I work for a huge company in Germany (not the one currently listed in my profile), with 300k+ eployees. We use CAS for a number of applications but our main strategy is SAML. The main reason for SAML is the "front channel" - you can reliably pass assertions via browser.
This has huge advantages in a large enterprise since very often parts of the network are firewalled so the "back channel" solutions (like CAS) don't always work.
With SAML, you could for instance use a completely external service like Salesforce with your company's SAML identity provider. Almost out of the box.
Please note that my production knowledge of CAS is ~4 years old. I might be wrong about the "back channel" for CAS, please recheck that.
Ok, few further insight related to your question update.
- We use AD as user directory too.
- Our identity provider (basically where you login) implements x-factor auth (SMS and token services).
- We use standard SAML solutions, we don't implement proprietary things.
- Sorry I did not mention it before - I'm not in finance/banking but we have apps in a very wide range of security requirements.
- I know peopla who use CAS in the financial sector. Howere, it's not the subject area that matters, it's seqcurity requirements that matter.
- I have had positive experience with Spring Security in the past, but it is not the tech of choice in the current company (more JBoss).

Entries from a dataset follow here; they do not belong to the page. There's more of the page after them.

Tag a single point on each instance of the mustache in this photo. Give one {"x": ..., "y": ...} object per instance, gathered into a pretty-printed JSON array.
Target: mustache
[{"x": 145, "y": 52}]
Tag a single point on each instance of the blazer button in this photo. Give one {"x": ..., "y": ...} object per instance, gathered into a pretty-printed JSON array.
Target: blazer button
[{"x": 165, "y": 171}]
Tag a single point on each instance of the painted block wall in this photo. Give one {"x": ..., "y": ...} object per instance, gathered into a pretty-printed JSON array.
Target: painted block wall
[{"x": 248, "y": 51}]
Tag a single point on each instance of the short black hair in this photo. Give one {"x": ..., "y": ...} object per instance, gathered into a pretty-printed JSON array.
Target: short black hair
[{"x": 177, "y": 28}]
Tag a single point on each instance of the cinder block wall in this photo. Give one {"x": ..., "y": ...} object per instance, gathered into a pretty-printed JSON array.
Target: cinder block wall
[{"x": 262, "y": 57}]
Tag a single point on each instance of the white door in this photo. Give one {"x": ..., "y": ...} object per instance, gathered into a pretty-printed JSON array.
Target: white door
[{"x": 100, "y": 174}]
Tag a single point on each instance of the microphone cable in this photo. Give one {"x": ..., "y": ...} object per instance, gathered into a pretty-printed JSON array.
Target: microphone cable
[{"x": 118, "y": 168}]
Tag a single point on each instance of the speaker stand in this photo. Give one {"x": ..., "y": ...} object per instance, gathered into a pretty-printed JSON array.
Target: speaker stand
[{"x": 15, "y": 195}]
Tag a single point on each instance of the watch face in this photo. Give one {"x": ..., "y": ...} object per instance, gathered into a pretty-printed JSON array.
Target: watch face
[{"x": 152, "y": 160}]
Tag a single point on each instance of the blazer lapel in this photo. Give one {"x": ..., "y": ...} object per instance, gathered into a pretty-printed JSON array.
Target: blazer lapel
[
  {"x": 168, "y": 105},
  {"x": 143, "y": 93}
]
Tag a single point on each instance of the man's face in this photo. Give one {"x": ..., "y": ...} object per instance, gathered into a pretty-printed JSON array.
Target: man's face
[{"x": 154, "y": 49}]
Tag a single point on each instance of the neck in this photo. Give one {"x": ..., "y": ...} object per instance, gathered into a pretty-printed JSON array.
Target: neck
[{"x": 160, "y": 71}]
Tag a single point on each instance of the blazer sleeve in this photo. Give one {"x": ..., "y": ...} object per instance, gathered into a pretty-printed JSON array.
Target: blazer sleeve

CAS is surely a good thing and will definitely work. However it's normally not the technology which fails it's how you use it in context. If you don't have extensive experience, in the area, get a consulting or a professional pentest. Too many things can be done "a little bit wrong" and lead to severe consequences.
I'm writing all this - and I'm even not a security professional, I'm an architect who designs these apps to fulfill (among magnitude of other things) their security requirements.